I.R.McKinnon et al.[Diffusing−wave spectroscopy investigation of heated reconstituted skim milks containing calcium chloride,2009,Food Hydrocolloids,1127−1133]では、6.0〜7.2のpH範囲で、10重量%に再構成した脱脂乳への塩化カルシウム添加の影響並びに乳を60、75及び90℃で10分間加熱した場合の、その後の粘度に対する影響を調査した。これらは、最大10mMの塩化カルシウム含有量に対し、90℃で加熱したときの乳に関して、5.9の臨界不安定性pHを報告した。
L.Ramasubramanian et al.[The rheological properties of calcium−induced milk gels,2014,J.Food Engineering,45−51]では、70℃で加熱したときの全脂肪乳(3.5%脂肪)への塩化カルシウム添加の影響を明らかにした。12.5mM未満の塩化カルシウムの添加では、粘稠な分散体がもたらされる一方、より高い塩化カルシウム濃度ではより強いゲルの形成が誘導されたことが報告された。興味深いことに、塩化カルシウムの添加前に90℃で10分間の乳の前処理をし、続いて70℃で加熱すると、最も強いゲルが生じた。

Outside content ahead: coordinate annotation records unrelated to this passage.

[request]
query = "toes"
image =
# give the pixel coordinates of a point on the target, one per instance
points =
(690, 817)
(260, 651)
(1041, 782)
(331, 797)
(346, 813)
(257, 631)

ゲル形成は、多くの半固体の食品及び飲料製品において望ましくない。
T.Phan−Xuan et al.[Tuning the structure of protein particles and gels with calcium or sodium ions.2013,Biomacromolecules,14,6,1980−1989.]では、100%ホエイタンパク質(β−ラクトグロブリン)を、pH7.0で塩化カルシウムの添加で処理した場合、4重量%のタンパク質濃度に対して、カルシウム含有量が5〜6mMである場合に、68又は85℃で加熱すると、マイクロゲル又はゲルの形成がもたらされたことが報告された。この場合もゲル形成は、多くの半固体の食品及び飲料製品において望ましくない。
従来技術の教示では、カルシウムの添加によって粘度が得られる場合があるが、ゲル化は食品製品製造において望ましくない可能性がある周知の効果であることが示される。更に、製品のpHは変動し、プロセスに影響を及ぼし、製品の不安定性をもたらし得る。従来技術では、望ましい味及びテクスチャーをもたらす食品及び飲料製品を提供する方法が示されていない。

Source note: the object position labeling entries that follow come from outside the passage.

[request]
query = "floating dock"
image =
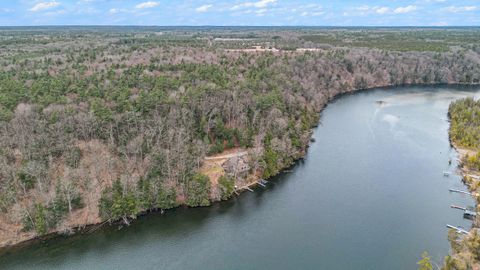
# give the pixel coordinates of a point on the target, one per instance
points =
(460, 191)
(458, 229)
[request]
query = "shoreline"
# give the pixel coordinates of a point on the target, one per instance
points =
(467, 178)
(91, 228)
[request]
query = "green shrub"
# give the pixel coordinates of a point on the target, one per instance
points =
(227, 187)
(198, 190)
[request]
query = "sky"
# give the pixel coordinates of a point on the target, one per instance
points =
(241, 12)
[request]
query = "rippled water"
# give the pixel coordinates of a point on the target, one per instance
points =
(370, 195)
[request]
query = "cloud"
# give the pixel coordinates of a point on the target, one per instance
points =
(259, 4)
(117, 10)
(203, 8)
(407, 9)
(455, 9)
(44, 5)
(148, 4)
(382, 10)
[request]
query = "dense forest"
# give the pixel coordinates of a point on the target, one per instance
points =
(102, 124)
(464, 132)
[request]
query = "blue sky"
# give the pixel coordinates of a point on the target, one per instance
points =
(240, 12)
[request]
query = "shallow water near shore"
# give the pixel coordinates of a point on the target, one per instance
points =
(370, 195)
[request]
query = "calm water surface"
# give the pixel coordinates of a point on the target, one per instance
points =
(370, 195)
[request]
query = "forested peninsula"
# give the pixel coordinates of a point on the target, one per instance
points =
(99, 125)
(465, 136)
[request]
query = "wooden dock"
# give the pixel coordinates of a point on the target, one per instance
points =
(468, 212)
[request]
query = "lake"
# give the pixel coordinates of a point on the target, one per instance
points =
(370, 194)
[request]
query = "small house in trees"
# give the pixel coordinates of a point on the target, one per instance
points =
(236, 167)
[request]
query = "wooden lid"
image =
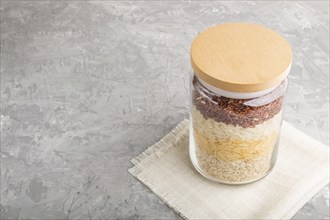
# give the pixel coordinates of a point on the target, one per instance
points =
(241, 57)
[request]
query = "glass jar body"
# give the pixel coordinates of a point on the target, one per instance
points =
(233, 140)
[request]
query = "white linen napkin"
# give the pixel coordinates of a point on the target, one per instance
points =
(301, 171)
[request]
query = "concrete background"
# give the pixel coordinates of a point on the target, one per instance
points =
(86, 86)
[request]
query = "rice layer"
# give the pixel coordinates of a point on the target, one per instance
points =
(234, 153)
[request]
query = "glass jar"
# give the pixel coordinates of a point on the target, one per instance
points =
(236, 117)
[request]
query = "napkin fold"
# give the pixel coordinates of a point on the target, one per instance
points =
(302, 169)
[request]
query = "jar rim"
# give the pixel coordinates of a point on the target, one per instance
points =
(240, 95)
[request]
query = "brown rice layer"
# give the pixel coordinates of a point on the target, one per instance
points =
(232, 111)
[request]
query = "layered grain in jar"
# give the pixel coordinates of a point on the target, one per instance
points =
(236, 120)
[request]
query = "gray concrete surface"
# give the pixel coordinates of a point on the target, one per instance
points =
(86, 86)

したがって、優れた味及びテクスチャーをもたらしながら、主要栄養素の栄養バランスを示す食品及び飲料製品が必要とされている。
[発明が解決しようとする課題]
したがって、本発明の目的は、改善されたテクスチャー及び口当たりを有する食品製品又は乳製品を提供することである。
本発明は、特定の濃度の添加された二価カチオンの存在下での特定の熱処理による乳タンパク質ベースの凝集体の使用による改善を提供する。

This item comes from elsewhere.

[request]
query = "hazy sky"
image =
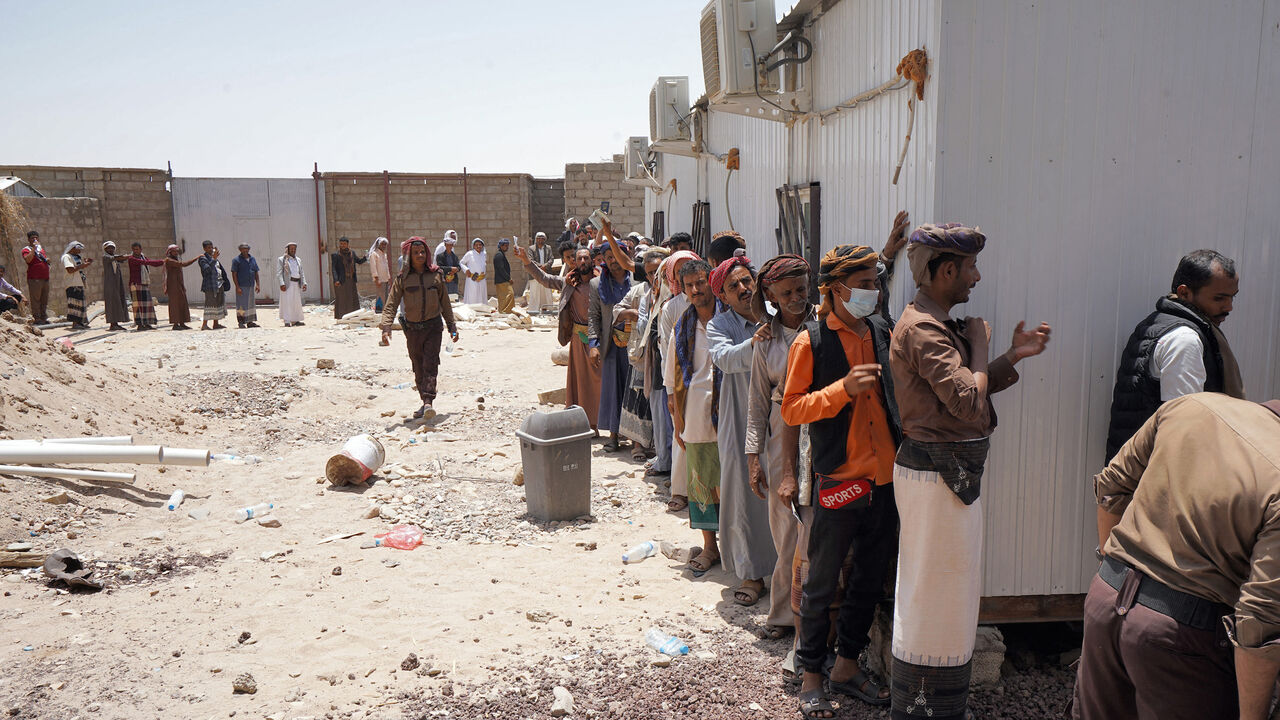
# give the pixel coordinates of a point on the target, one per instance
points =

第1の態様では、本発明は、食品又は飲料製品の製造方法に関し、
カゼインミセル及びホエイタンパク質を含み、6.1〜7.1のpH及び1〜15重量%のタンパク質濃度を有する成分組成物を準備するステップであって、成分組成物のホエイタンパク質に対するカゼインタンパク質の比が90/10〜60/40である、ステップと、
3〜25mMの二価カチオンを添加して、成分組成物中に3〜8mMの濃度の遊離二価カチオンの濃度を提供するステップと、
成分組成物を均質化するステップと、続いて
成分組成物を、80°〜100℃の温度で0.5〜3分間低温殺菌及び撹拌して、カゼインとホエイタンパク質由来のβ−ラクトグロブリンとを含む凝集タンパク質を形成するステップであって、凝集体のサイズは、D(4,3)平均直径によって測定して、5〜50ミクロンである、ステップと、を含む、製造方法に関する。
本発明は、製品中の総脂肪含有量の低減を可能にしながら、最適な官能特性をもたらすために、添加された遊離二価カチオンの存在下で、熱処理の際に生成される乳タンパク質ベースの凝集体を使用する。更に、記載された発明により、追加の安定剤又は親水コロイドを使用せずに、乳製品ベースのテクスチャー化製品の配合を可能にする。
第2の態様では、本発明は、カゼインミセル及びホエイタンパク質凝集体を含む凝集タンパク質を含む食品又は飲料製品であって、6.1〜7.1のpHと、6〜40重量%の乳固形分の濃度と、90/10〜60/40のホエイタンパク質に対するカゼインタンパク質の比と、3〜8mMの濃度の遊離二価カチオンの濃度と、を有し、凝集体のサイズは、レーザー回折によって測定して、5〜50ミクロンの平均直径D(4,3)である、食品又は飲料製品に関する。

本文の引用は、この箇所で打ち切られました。